Belgique

Le conseil des ministres a approuvé, vendredi, un avant-projet de loi visant à lutter contre le phénomène des reconnaissances d’enfants de complaisance, également appelé “bébés-papiers”.

En quoi consiste ce phénomène, en nette augmentation s’il faut en croire de nombreux bourgmestres? Il s’agit de reconnaissances de paternité (pré ou postnatales) frauduleuses, en vue d’obtenir un titre de séjour légal.

Plusieurs cas de figure peuvent se présenter. On connaît celui des couples, dont l’un n’a pas de titre de séjour, qui souhaitent se marier pour faciliter l’obtention de papiers. Pour eux, le fait de concevoir un enfant permet de conforter leur dossier de mariage, même si on suspecte une absence de volonté de communauté de vie durable.

On connaît aussi le cas d’une femme étrangère arrivant en Belgique sans titre de séjour mais enceinte et qui fait reconnaître son enfant par un Belge pour obtenir des papiers. Quand l’enfant est belge, les parents décrochent automatiquement leur titre de séjour. Certains élus parlent même de reconnaissances multiples, la plupart du temps contre paiement d’argent.

Autre cas possible: un homme dont les papiers ne sont pas en règle reconnaît un enfant belge.
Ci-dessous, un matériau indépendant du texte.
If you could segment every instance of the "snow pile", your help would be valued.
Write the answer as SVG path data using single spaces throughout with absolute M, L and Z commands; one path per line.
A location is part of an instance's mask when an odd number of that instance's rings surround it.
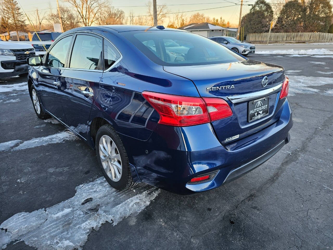
M 257 51 L 257 54 L 282 54 L 288 55 L 333 55 L 333 51 L 326 49 L 301 49 L 294 50 L 293 49 L 277 50 L 262 50 Z

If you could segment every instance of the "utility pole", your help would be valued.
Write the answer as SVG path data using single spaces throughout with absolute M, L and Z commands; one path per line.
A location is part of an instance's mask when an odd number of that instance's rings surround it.
M 58 1 L 58 0 L 57 0 Z M 239 31 L 240 30 L 240 21 L 242 20 L 242 7 L 243 7 L 243 0 L 240 2 L 240 11 L 239 12 L 239 21 L 238 22 L 238 30 L 237 31 L 237 40 L 239 38 Z
M 57 1 L 58 0 L 57 0 Z M 153 13 L 154 18 L 154 26 L 157 26 L 157 8 L 156 6 L 156 0 L 153 0 Z
M 60 25 L 61 26 L 61 32 L 64 32 L 64 26 L 62 25 L 62 19 L 60 15 L 60 9 L 59 8 L 59 2 L 58 2 L 58 0 L 57 0 L 57 6 L 58 7 L 58 14 L 59 14 L 59 20 L 60 21 Z

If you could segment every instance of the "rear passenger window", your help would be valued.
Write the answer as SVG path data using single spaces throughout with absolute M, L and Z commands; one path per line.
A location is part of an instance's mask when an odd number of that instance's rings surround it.
M 76 36 L 69 67 L 83 69 L 103 69 L 102 40 L 86 35 Z
M 57 42 L 49 52 L 46 66 L 64 68 L 72 36 L 65 37 Z
M 120 58 L 117 49 L 107 40 L 104 39 L 104 68 L 107 69 Z

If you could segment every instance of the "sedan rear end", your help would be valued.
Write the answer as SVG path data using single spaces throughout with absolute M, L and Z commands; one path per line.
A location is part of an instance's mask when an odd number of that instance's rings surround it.
M 181 194 L 207 190 L 254 169 L 289 142 L 292 111 L 282 67 L 246 60 L 197 35 L 158 32 L 124 33 L 165 71 L 191 81 L 199 95 L 143 92 L 160 119 L 143 146 L 155 152 L 154 159 L 149 154 L 134 162 L 142 181 Z M 187 51 L 163 55 L 164 40 Z

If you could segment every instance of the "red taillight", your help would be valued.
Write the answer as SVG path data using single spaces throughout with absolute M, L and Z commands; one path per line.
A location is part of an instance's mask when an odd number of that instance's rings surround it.
M 210 121 L 206 105 L 200 97 L 148 91 L 142 95 L 160 114 L 159 123 L 183 127 Z
M 212 121 L 232 115 L 232 111 L 227 102 L 220 98 L 202 97 Z
M 200 176 L 200 177 L 195 177 L 194 178 L 192 178 L 191 179 L 191 180 L 190 181 L 190 182 L 198 182 L 199 181 L 205 181 L 206 180 L 208 180 L 209 178 L 209 176 L 210 175 L 205 175 L 203 176 Z
M 289 91 L 289 78 L 286 76 L 284 79 L 284 81 L 282 84 L 282 89 L 280 93 L 280 99 L 284 98 L 288 95 Z
M 142 95 L 160 116 L 159 123 L 184 127 L 207 123 L 232 115 L 219 98 L 191 97 L 144 91 Z

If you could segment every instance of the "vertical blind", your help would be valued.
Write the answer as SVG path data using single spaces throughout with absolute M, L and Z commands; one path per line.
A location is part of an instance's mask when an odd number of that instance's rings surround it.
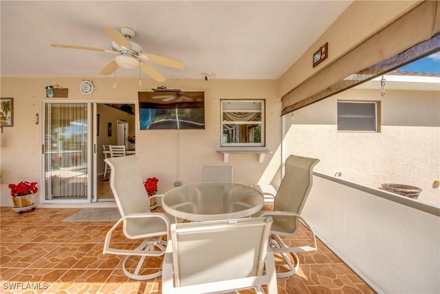
M 282 115 L 440 50 L 440 1 L 426 1 L 283 98 Z

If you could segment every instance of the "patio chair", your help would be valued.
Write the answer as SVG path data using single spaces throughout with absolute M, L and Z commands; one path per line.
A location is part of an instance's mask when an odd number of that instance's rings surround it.
M 201 181 L 232 182 L 232 167 L 204 165 Z
M 171 225 L 164 258 L 162 293 L 207 293 L 254 288 L 277 293 L 267 246 L 272 218 Z M 263 270 L 264 269 L 264 270 Z
M 296 273 L 299 267 L 297 252 L 316 251 L 316 238 L 311 227 L 301 217 L 301 211 L 311 189 L 313 168 L 318 159 L 289 156 L 286 160 L 285 175 L 281 181 L 274 200 L 272 211 L 261 211 L 253 216 L 272 216 L 274 219 L 270 230 L 270 244 L 275 254 L 279 253 L 289 267 L 288 271 L 278 272 L 278 277 L 285 277 Z M 311 244 L 290 247 L 280 236 L 292 236 L 301 222 L 310 233 Z M 288 254 L 293 257 L 293 262 Z
M 140 163 L 135 155 L 109 158 L 105 159 L 105 162 L 111 170 L 110 187 L 122 218 L 107 233 L 102 252 L 104 254 L 125 255 L 122 270 L 131 279 L 148 280 L 158 277 L 162 274 L 161 270 L 144 275 L 140 273 L 146 257 L 158 257 L 165 253 L 166 241 L 162 238 L 165 236 L 167 240 L 169 239 L 170 218 L 166 213 L 153 213 L 150 211 L 150 200 L 142 182 Z M 142 241 L 137 248 L 127 249 L 131 246 L 126 246 L 126 243 L 124 249 L 110 247 L 112 234 L 121 223 L 126 238 L 134 240 L 133 243 L 136 244 L 139 243 L 140 240 Z M 113 235 L 116 235 L 114 241 L 118 238 L 118 233 Z M 133 255 L 140 257 L 139 262 L 135 269 L 131 269 L 130 271 L 126 264 Z M 134 266 L 133 263 L 130 266 Z M 148 269 L 148 271 L 151 270 Z
M 125 145 L 109 145 L 110 157 L 125 156 Z

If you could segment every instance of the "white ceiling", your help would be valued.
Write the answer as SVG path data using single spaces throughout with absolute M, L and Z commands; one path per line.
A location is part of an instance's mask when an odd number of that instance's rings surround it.
M 1 1 L 2 76 L 99 76 L 115 55 L 106 25 L 130 25 L 144 52 L 178 59 L 167 78 L 278 78 L 352 1 Z M 318 49 L 318 48 L 317 48 Z M 116 76 L 138 77 L 119 69 Z M 146 77 L 145 74 L 142 74 Z

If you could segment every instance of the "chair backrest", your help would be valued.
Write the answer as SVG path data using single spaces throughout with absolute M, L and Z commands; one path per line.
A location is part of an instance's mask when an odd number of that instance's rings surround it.
M 110 167 L 110 187 L 121 216 L 150 212 L 150 200 L 141 177 L 135 155 L 104 160 Z
M 201 181 L 232 182 L 232 167 L 204 165 Z
M 109 145 L 110 157 L 125 156 L 125 145 Z
M 294 212 L 300 215 L 313 183 L 313 169 L 319 159 L 289 156 L 285 162 L 285 174 L 275 200 L 274 211 Z M 298 230 L 298 218 L 274 217 L 274 224 L 286 233 Z
M 177 287 L 263 274 L 272 218 L 171 225 Z

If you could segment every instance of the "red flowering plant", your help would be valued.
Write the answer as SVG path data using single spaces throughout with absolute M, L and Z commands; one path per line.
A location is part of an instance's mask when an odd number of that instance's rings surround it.
M 148 178 L 144 182 L 144 187 L 145 187 L 148 197 L 151 197 L 157 191 L 157 182 L 159 180 L 156 177 Z
M 21 181 L 18 185 L 9 184 L 8 187 L 11 189 L 11 196 L 24 196 L 38 191 L 36 182 Z

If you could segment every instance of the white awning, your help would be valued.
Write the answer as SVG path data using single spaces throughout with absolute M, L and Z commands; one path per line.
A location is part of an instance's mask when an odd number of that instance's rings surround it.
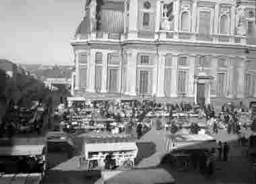
M 137 150 L 135 142 L 86 144 L 86 152 L 103 152 L 119 150 Z
M 84 97 L 67 97 L 67 101 L 86 101 L 86 98 Z
M 0 175 L 1 184 L 39 184 L 40 173 Z
M 38 155 L 42 153 L 44 147 L 44 145 L 15 145 L 13 146 L 0 146 L 0 155 Z

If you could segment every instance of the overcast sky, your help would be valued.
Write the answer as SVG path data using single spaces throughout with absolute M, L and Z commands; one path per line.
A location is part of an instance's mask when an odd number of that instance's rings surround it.
M 0 0 L 0 58 L 23 64 L 71 64 L 70 46 L 84 0 Z

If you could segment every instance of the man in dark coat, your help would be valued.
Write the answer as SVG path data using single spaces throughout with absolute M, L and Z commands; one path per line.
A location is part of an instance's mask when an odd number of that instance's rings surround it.
M 221 160 L 222 159 L 222 144 L 221 141 L 219 141 L 218 145 L 218 157 L 219 158 L 219 160 Z
M 137 126 L 137 135 L 138 139 L 140 139 L 140 138 L 142 136 L 142 124 L 139 124 Z
M 226 142 L 225 142 L 223 147 L 223 156 L 224 156 L 223 160 L 224 161 L 228 160 L 228 152 L 229 152 L 229 146 L 226 144 Z

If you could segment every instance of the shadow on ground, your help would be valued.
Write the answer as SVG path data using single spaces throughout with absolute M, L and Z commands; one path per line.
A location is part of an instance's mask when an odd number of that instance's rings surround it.
M 156 152 L 156 145 L 153 142 L 136 142 L 138 148 L 138 154 L 135 159 L 135 165 L 139 163 L 143 159 L 151 156 Z

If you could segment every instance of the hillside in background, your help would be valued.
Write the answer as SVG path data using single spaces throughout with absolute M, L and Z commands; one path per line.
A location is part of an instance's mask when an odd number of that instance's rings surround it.
M 21 64 L 25 70 L 29 71 L 39 78 L 71 77 L 72 66 Z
Il est alors assuré de pouvoir rester en Belgique.

Ces derniers mois, plusieurs communes, bruxelloises notamment, ont acquis le réflexe d’interroger le parquet en cas d’indices sérieux de reconnaissance frauduleuse de paternité. Mais les résultats se sont révélés décevants en raison de l’absence d’une législation efficace.

Si la lutte contre les mariages blancs ou gris ainsi que celle contre les cohabitations légales de complaisance ont connu des avancées, il n’existait aucun moyen légal de lutter contre les “bébés papiers”.

Au printemps, les échevins de l’état civil des communes bruxelloises avaient écrit au ministre de la Justice et insisté sur l’urgence qu’il y avait de légiférer.

Leur appel a été entendu puisque le projet de loi devrait répondre à leurs inquiétudes. Le texte comprend un volet préventif et un volet répressif. Il s’agit notamment de sensibiliser les personnes concernées. En cas de doute, l’officier de l’état civil pourra reporter ou refuser la demande de reconnaissance.

Sont également prévus des critères de rattachement à une commune s’agissant de l’enregistrement, histoire d’ éviter que les candidats aillent de commune en commune jusqu’à ce qu’une administration accepte leur demande.

Au volet répressif, l’avant-projet vise à sanctionner les abus et à annuler les reconnaissances de complaisance même après un certain laps de temps.

Les données relatives aux reconnaissances de complaisance seront par ailleurs intégrées dans le registre national, à l’instar des données pour les mariages ou les cohabitations légales de complaisance.

Selon le ministre de la Justice Koen Geens (CD&V) et le secrétaire d’État à l’Asile, Théo Francken (N-VA), il ne s’agit pas d’empêcher les reconnaissances d’étrangers mais d’éviter que la législation relative au séjour soit contournée.

Les personnes qui pourront démontrer l’existence d’un lien social et/ou biologique avec l’enfant n’ont rien à craindre. Si l’officier de l’état civil refuse d’acter la reconnaissance, les parents pourront toujours fournir les preuves par la voie judiciaire.